The United Nations has been asked by indigenous Western Saharan leaders to block an Irish-registered oil company drilling on what they say are their lands.

Most of the disputed North African country, about the size of Britain, is currently under the control of Morocco, but the head of the Sahrawi government in exile has written to UN Secretary-General Ban Ki-Moon requesting the Security Council block the proposed drilling by Dublin-based San Leon Energy.

President Mohamed Abdelaziz of the partially recognised Sahrawi Arab Democratic Republic, wrote: "An Irish-based company, San Leon Energy… plan to commence drilling in August… to determine if there are commercial quantities of hydrocarbon resources in the area.

"These activities constitute a serious violation of international law and of the permanent sovereignty of the Sahrawi people over their own natural resources."
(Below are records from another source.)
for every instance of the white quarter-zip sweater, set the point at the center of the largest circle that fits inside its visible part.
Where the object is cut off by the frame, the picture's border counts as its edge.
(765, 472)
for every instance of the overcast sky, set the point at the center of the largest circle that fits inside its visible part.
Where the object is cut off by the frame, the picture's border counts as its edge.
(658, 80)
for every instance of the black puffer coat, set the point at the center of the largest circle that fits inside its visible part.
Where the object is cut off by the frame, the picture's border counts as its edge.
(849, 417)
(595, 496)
He continued: "If measures are not taken, then the illegal exploitation of the Territory's resources will further undermine the UN's long-standing efforts to reach a peaceful solution that will provide for the self-determination of the people of Western Sahara, as required by numerous UN Security Council resolutions.

"Western Sahara is not part of Morocco. It is a Non-Self-Governing Territory under the UN Charter awaiting a process of decolonisation."

Morocco has laid claim to the country since 1979 and refers to it as its 'Southern Province' and thousands of Sahrawi refugees have been based in camps across the border in Algeria for decades.

San Leon Energy's chairman Oisin Fanning told the Irish Independent that the company's practices in the region are fully above board.

He said: "We wish to state strongly that we take our obligations under international law, and principles of ethical commercial conduct, seriously.

"San Leon refutes any implication that the company is somehow acting as a rogue actor. We believe the stridency of our critics comes from their knowledge that their position is not shared by the local community."

He continued: "We are not the first western company to operate in the Southern Provinces (of Morocco) under the United Nations process. San Leon is proud to act in unison with other major oil and gas companies in the region.

"The company has the long-term interest of Morocco in mind, and we are fortunate to be working in a country known for toleration and moderation. Morocco is an anchor of stability in a difficult and troubling region of the world."

However Global Legal Action Network (GLAN), a human rights non-governmental organisation run by Irish lawyers, plans to take a legal action against the London AIM-listed company in the coming months.

The NGO intend to bring a complaint against San Leon Energy before the Irish National Contact Point of the OECD.

In 2012 President Abdelaziz visited Ireland and was received by President Higgins. He also held discussions with then Minister for Foreign Affairs Eamon Gilmore.